Eskişehir’in Han ilçesine bağlı Yazılıkaya Köyü yakınlarında, doğa ve tarihin iç içe geçtiği büyüleyici bir antik kent yükseliyor: Midas Yazılıkaya. Dağlık Frigya Bölgesi'nin güney ucunda, tüf kayalardan oluşan Yazılıkaya Platosu üzerine kurulu bu kutsal alan, 650 metre uzunluğu ve 320 metre genişliğiyle adeta bir açık hava tapınağını andırıyor. Vadi tabanından yaklaşık 70 metre yükseklikte konumlanan bu eşsiz kent, binlerce yıllık bir geçmişin izlerini taşıyor.
Midas Yazılıkaya Antik Kenti’nin keşfi, 1800’lü yıllarda İngiliz gezgin William Martin Leake ve ekibiyle başladı. Ancak buraya "Midas Kenti" adını kazandıran kişi, ünlü araştırmacı W. Ramsay oldu. 1930’ların sonlarında Fransız sanat tarihçisi Albert Gabriel ve Hollandalı arkeolog C.H. Emilie Haspels’in öncülüğünde başlayan sistemli kazılar ise bölgenin tarihi değerini tüm dünyaya duyurdu.
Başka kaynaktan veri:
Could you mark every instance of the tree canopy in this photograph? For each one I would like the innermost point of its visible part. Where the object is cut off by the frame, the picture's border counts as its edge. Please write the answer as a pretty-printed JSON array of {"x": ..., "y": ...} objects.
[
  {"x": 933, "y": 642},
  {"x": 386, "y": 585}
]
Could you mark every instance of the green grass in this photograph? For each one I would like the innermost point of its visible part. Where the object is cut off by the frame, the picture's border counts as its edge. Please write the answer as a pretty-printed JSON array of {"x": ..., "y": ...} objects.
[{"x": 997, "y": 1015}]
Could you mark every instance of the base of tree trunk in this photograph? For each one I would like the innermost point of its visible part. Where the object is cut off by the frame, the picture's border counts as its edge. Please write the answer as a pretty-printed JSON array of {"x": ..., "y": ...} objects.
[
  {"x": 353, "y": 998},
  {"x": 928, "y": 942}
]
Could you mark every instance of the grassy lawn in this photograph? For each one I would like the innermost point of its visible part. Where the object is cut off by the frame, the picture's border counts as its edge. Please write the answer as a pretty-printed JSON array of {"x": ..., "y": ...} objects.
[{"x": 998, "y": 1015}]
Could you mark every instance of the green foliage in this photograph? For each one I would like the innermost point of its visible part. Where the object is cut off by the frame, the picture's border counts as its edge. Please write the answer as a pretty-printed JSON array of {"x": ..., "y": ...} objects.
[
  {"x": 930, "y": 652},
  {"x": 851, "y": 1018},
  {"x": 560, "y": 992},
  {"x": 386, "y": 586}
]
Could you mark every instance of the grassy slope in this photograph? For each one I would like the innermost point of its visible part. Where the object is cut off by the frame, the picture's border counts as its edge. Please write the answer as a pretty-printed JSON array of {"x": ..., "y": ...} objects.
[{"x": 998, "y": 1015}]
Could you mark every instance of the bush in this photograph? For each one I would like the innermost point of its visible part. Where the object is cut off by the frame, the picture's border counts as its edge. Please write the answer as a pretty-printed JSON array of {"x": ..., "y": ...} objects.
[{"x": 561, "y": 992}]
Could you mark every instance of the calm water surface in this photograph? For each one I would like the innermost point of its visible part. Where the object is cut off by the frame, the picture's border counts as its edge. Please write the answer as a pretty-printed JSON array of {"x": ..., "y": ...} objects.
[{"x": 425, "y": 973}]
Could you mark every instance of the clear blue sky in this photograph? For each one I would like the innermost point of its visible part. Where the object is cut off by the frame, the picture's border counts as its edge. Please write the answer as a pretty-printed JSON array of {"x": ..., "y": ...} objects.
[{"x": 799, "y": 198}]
Frigler için Gordion siyasi bir başkentken, Midas Kenti dini bir merkezdi. Kazılar, MÖ 8. yüzyılın sonlarına dayanan ilk Frig yerleşmelerine ışık tutarken, bölgedeki dini anıtların MÖ 8-6. yüzyıllar arasında inşa edildiğini gösteriyor. Üstelik kent, yalnızca Frig döneminde değil; Pers, Helenistik, Roma ve Bizans dönemlerinde de çeşitli eklemelerle kullanılmaya devam etmiş.
Kentte bulunan anıtsal cepheler (fasadlar), sunaklar ve nişler, Frigler’in doğayı temsil eden Ana Tanrıça Matar Kubileya’ya duyduğu derin bağlılığı yansıtıyor. Kayalara oyulmuş üçgen alınlıklı ve beşik çatılı yapılar, Frig konutlarının cephe mimarisini yansıtırken, üzerlerindeki geometrik ve bitkisel motifler Frig ahşap işçiliğinin izlerini taşıyor.
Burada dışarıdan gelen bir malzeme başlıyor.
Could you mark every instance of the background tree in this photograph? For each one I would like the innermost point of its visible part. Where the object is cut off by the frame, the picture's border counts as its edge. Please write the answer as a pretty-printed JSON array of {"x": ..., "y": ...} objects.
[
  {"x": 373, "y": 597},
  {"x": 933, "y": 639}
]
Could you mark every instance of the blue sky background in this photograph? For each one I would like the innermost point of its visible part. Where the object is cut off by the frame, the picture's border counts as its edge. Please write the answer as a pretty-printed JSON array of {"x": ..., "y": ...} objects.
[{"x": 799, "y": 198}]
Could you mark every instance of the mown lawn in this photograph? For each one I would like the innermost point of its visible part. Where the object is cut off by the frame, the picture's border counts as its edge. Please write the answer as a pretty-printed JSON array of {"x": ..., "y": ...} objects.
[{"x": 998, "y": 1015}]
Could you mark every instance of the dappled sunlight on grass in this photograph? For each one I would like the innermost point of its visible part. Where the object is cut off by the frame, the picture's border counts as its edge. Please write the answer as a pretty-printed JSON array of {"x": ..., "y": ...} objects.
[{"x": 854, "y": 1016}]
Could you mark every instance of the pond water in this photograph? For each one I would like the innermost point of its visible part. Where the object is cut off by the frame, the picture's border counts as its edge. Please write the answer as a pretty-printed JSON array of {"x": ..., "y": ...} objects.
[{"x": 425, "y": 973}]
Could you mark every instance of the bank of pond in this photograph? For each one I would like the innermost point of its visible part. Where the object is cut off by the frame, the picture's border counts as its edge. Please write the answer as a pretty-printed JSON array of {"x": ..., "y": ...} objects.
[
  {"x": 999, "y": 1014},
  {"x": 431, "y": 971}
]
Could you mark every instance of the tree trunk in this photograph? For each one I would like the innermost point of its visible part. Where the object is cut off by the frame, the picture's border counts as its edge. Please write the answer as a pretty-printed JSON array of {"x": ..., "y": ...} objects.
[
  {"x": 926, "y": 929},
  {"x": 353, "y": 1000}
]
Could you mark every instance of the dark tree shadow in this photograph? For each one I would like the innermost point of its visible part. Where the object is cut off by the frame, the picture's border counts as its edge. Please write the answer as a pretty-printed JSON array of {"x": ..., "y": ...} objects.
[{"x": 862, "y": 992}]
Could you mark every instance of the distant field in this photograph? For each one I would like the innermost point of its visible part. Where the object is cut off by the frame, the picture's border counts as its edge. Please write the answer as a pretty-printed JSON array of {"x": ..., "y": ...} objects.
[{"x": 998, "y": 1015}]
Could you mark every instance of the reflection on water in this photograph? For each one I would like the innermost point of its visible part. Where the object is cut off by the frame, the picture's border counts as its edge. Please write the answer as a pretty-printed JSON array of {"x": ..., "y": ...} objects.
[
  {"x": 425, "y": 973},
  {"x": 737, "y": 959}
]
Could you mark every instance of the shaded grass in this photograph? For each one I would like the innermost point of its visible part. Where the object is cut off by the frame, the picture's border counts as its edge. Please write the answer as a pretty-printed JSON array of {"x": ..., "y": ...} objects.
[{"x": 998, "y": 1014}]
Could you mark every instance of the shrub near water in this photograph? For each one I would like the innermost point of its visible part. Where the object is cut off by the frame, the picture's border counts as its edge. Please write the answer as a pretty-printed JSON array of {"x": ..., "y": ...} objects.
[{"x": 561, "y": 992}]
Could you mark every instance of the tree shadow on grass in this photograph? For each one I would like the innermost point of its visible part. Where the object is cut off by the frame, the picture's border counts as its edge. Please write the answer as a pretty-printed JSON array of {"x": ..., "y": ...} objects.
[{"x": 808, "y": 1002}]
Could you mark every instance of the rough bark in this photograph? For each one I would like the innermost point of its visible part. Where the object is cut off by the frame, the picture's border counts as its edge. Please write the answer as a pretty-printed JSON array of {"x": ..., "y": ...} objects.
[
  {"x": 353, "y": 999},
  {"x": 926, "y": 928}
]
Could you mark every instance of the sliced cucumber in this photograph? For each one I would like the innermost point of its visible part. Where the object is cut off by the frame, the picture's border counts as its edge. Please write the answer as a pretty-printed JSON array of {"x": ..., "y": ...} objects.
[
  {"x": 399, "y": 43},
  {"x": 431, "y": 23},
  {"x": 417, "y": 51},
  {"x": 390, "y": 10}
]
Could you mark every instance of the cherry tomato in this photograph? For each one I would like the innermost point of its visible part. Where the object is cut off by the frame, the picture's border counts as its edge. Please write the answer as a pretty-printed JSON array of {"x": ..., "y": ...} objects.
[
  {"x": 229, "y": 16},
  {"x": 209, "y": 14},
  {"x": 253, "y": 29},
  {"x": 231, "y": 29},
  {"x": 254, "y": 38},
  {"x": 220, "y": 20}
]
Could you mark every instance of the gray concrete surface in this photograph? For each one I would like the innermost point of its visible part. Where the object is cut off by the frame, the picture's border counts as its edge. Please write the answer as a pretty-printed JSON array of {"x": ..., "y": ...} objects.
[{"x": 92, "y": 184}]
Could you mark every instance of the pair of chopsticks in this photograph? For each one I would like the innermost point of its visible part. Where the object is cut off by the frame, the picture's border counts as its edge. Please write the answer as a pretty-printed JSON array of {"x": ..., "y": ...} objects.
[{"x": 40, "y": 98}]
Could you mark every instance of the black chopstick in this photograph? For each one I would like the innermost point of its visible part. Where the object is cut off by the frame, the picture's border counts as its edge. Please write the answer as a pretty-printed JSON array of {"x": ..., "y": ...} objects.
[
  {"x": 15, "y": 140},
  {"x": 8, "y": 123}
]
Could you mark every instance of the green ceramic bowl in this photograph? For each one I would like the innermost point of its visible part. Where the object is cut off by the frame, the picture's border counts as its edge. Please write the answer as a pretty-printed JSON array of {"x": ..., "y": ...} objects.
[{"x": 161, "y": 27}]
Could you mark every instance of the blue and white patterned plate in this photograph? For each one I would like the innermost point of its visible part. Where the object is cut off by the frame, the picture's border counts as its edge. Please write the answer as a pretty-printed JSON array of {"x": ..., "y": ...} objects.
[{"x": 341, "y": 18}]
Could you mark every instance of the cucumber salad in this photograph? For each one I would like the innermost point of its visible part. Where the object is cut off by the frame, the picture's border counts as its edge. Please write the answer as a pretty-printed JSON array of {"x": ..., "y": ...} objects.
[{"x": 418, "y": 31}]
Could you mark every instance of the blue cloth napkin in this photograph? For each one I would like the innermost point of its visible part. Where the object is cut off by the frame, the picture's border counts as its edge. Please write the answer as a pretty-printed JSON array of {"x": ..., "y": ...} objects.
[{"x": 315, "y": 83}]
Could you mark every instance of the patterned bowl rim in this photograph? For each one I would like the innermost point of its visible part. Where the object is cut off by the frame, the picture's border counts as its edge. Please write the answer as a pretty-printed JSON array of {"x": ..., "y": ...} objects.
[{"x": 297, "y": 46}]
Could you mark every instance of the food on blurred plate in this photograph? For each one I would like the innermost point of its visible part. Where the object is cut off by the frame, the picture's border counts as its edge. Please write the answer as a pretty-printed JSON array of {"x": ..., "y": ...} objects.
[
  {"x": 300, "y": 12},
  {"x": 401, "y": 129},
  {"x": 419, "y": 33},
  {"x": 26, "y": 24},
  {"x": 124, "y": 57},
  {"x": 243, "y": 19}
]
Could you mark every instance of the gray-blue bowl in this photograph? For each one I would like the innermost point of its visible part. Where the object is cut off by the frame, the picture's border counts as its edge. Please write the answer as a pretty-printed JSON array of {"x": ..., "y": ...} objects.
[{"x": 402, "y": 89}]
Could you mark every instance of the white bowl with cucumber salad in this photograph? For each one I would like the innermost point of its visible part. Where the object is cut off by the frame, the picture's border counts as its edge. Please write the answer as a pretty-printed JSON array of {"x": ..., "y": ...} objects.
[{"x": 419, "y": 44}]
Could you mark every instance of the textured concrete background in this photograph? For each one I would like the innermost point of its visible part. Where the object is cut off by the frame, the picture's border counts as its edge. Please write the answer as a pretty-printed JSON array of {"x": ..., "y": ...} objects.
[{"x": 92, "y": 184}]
Bu anıtların merkezinde yer alan kapı biçimli kaya nişleri, Ana Tanrıça'nın sembolik varlığına ev sahipliği yapıyor. Frig halkı için bu yapılar, tanrıçanın dünyaya epifani ile görünmesini sağlayan kutsal mekanlar olarak kabul ediliyordu. Ayrıca kentteki sunaklar ve nişler, tanrılara adaklar sunmak ve dua etmek için kullanılıyordu.
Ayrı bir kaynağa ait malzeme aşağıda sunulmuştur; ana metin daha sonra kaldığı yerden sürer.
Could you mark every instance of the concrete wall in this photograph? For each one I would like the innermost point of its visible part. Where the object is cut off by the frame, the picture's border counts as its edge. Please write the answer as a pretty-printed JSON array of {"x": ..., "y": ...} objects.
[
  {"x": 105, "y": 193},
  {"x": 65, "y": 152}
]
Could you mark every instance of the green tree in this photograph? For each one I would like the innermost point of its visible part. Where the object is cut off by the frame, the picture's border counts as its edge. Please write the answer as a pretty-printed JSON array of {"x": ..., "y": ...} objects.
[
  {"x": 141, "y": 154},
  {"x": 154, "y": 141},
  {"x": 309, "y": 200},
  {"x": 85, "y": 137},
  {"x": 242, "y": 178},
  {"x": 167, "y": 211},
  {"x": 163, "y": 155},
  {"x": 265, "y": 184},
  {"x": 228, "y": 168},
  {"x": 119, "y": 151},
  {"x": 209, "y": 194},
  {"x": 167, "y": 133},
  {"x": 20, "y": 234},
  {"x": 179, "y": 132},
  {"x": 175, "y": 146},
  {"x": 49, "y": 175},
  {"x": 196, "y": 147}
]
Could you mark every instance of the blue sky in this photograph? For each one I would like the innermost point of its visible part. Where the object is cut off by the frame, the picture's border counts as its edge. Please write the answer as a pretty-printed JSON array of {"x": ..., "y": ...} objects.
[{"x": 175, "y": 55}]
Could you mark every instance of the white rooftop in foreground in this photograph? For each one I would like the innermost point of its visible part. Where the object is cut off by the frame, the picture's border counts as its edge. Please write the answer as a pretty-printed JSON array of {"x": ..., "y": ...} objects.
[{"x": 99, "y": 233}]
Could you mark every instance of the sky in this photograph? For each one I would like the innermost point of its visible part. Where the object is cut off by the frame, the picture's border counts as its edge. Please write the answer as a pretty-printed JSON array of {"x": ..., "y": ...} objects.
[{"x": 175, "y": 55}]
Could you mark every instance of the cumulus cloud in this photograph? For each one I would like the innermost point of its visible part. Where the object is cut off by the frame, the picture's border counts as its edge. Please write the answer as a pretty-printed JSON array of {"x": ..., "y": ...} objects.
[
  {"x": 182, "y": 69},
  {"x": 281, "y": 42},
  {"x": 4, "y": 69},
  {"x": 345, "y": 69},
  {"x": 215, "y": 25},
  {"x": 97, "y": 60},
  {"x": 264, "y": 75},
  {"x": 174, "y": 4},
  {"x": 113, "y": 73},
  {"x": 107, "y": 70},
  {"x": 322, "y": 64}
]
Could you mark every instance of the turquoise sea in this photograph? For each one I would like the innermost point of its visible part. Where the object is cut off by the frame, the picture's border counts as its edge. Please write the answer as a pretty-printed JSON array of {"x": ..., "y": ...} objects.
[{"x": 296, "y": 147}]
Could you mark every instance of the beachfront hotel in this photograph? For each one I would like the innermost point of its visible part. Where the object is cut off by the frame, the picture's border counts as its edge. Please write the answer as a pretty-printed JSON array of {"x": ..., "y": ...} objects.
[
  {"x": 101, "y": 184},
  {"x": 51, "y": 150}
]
UNESCO Dünya Mirası Listesi’ne aday gösterilen Midas Yazılıkaya, yalnızca Frigya’nın değil, dünya kültür mirasının da gözbebeği olmaya aday. Bugün hâlâ gizemini koruyan bu antik kent, Anadolu’nun en önemli arkeolojik hazinelerinden biri olarak geleceğe taşınıyor.